- Directed by: Ehab Radi
- Written by: Hamdi Yousef
- Story by: Hisham Al-Qaysia
- Produced by: Al-Reef Artistic Production
- Starring: Tarek Allam Ola Ghanem Majdi Kamel Khaled Elsawi Donia Marwa Amro Mahdi
- Cinematography: Ahmed Hussien
- Edited by: Ehab Radi
- Music by: Essam Karika
- Distributed by: Oscar Al-Nasr Al-Masa
- Release date: 2006;
- Running time: 100 minutes
- Country: Egypt
- Language: Arabic
- Box office: 2,343,331 L.E.

= A Difficult Mission =

A Difficult Mission is a 2006 Egyptian film that raises the issue of trade of toxic pesticides, leading to cancerous vegetables. The film is directed by Ehab Radi and starring Majdi Kamel, Tarek Allam, Khaled Elsawi, and Ola Ghanem.

==Plot==
Unlike expected themes of films in the contemporary Egyptian cinema, The Difficult Mission deals with a controversial community issue of pesticides and carcinogens which are a major cause for cancer cases in Egypt. The story was extracted from cases in the courts of Alexandria. The court dealt with the recent effects of the trade of those illegal chemicals and the effects on crops and on the people. Also, the film suggests other issues of corruption, such as the power of business elite and politicians to manipulate lives of innocent citizens by illegal trade, murder, and control.

The events of the film begin when Hind, a young woman, goes back home after work and three men attack her in an attempt to rape. Then Sami tries to save her and that lead to mistakenly kill of one of them. Sami is jailed, because he was accused of murder instead of self-defense. Those events branch out to expose mafia toxic drug trades. At jail, Sami meets Shawqi and forges a friendship that is carried after being imprisoned.

Embedded with scenes full of action, Shawqi and Sami are mistakenly involved, with one of the biggest business men in the country, in a case of illegal importers of fertilizers and toxins in the agriculture field. Sami refuses to agree to the crime of toxic fertilizers in the agriculture field and so he decides to use the help of the carcinogenic researcher. Dr. Nesma is the carcinogenic researcher, who refuses to sign an agreement that illegally imports toxic chemicals, therefore she is suspended from work; therefore, she decides to raise this controversial issue to higher authorities.

==Cast==
- Majdi Kamel as main character, role of Shaqwi
- Tarek Allam as Sami accused of murder, for saving a victimized girl from rape
- Ola Ghanem as Doctor Nesma, a scientist working at the Center for Agricultural Research.
- Khaled Elsawi as Adham, head of the mafia.
- Donia as the victim of rape.
- Marwa as Shawqi's girlfriend
- Amro Mahdi as the Defense lawyer.

===Special appearances===
- Kareema Mokhtar as mother
- Saeed Saleh as unaccredited
- Ahmad Bedair as resigned scientist

==In film festivals==
A Difficult Mission was chosen to participate in the Dubai International Film Festival in 2007. Khaled ElSawi and Tarek Allam stars of the film appeared at the DIFF in honor of the movie.

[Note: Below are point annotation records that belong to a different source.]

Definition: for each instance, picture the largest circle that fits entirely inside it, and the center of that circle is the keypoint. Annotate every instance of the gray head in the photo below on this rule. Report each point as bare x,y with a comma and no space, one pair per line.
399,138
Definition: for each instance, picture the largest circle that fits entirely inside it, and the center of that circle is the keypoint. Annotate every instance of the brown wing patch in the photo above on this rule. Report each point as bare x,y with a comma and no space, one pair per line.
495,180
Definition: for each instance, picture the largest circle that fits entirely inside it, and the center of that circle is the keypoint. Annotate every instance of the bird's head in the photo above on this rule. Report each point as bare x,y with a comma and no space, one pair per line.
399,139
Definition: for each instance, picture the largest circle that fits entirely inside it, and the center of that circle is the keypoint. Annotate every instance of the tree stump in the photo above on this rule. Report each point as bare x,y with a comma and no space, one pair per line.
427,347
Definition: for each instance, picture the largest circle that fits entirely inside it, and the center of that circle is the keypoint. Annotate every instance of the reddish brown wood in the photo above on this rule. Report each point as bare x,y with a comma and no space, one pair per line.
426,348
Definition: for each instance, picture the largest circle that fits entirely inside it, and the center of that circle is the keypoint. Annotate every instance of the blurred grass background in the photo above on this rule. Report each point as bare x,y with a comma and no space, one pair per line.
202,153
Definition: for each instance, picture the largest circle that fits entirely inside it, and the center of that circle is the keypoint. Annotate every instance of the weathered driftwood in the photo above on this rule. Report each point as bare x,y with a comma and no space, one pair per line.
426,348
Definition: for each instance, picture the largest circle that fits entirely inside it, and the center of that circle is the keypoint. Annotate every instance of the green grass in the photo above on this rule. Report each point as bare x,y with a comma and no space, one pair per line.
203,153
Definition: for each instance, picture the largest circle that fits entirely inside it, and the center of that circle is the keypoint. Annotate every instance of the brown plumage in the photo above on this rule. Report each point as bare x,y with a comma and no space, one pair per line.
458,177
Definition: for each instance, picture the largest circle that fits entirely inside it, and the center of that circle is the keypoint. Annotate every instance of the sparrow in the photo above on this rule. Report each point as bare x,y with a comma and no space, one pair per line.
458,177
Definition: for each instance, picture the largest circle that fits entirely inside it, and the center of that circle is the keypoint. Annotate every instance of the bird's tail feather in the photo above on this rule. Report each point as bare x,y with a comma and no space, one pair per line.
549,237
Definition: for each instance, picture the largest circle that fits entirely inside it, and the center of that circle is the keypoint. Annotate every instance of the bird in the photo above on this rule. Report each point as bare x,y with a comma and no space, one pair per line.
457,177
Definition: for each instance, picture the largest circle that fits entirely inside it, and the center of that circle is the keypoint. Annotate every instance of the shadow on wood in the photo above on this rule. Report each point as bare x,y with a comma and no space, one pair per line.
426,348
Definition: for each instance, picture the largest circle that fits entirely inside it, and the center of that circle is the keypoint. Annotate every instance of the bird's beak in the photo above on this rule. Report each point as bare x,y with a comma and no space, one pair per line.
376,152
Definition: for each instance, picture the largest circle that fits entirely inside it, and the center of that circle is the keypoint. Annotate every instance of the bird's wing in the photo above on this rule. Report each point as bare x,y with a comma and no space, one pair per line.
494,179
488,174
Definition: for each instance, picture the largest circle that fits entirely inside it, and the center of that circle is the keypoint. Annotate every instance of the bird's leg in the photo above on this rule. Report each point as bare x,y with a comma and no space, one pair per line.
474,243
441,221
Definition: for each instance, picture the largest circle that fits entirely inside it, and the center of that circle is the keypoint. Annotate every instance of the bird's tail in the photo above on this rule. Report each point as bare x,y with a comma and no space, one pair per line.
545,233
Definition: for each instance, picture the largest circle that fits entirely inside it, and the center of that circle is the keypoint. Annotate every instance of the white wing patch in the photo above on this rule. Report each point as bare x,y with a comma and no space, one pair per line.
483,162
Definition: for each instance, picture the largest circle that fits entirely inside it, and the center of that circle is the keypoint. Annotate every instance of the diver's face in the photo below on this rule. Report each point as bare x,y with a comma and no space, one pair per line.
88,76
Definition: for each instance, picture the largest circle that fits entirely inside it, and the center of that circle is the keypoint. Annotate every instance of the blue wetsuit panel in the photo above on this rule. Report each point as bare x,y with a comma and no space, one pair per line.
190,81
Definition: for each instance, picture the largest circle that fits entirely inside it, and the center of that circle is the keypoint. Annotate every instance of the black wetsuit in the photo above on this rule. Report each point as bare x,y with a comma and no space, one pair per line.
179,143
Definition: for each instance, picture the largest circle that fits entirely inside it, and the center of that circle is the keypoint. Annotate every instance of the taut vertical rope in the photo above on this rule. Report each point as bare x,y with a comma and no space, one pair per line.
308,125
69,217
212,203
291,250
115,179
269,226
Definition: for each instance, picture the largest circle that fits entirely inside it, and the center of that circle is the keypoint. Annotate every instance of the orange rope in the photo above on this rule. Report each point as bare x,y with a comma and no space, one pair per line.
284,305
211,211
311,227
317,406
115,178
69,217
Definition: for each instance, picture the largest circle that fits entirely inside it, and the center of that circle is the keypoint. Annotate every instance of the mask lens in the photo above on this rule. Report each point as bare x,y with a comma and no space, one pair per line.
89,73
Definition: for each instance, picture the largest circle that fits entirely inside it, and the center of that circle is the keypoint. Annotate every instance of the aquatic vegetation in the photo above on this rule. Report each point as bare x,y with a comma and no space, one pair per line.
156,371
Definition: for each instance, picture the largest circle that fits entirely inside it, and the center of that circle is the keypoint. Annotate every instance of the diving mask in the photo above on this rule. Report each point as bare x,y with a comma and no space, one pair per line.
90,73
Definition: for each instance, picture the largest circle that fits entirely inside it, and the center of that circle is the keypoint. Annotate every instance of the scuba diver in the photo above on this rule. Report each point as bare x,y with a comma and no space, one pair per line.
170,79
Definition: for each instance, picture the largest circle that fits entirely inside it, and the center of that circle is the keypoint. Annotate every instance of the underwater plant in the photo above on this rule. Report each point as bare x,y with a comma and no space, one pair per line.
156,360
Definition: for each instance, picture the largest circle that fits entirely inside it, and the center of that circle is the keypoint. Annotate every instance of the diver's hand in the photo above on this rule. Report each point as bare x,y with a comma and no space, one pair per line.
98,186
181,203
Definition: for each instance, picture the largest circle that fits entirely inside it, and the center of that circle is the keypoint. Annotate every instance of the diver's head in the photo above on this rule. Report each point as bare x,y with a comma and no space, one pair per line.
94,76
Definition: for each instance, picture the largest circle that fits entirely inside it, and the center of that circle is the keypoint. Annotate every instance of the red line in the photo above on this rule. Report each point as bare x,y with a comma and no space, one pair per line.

==More about Majdi Kamel==
Majdi Kamel has other famous works with different stars from Egyptian cinema, such as About Love and Passion, co-starring Ahmed El Sakka, Mona Zaki, Menna Shalabi, Ghada Abdel Razek, and Khaled Saleh, directed by Tamer Habib.
Also, he played an important role in the drama series, Nightingale, where he plays the role of President Gamal Abdel Nasser, and another series that represented the life of the great singer Abdel-Halim hafez.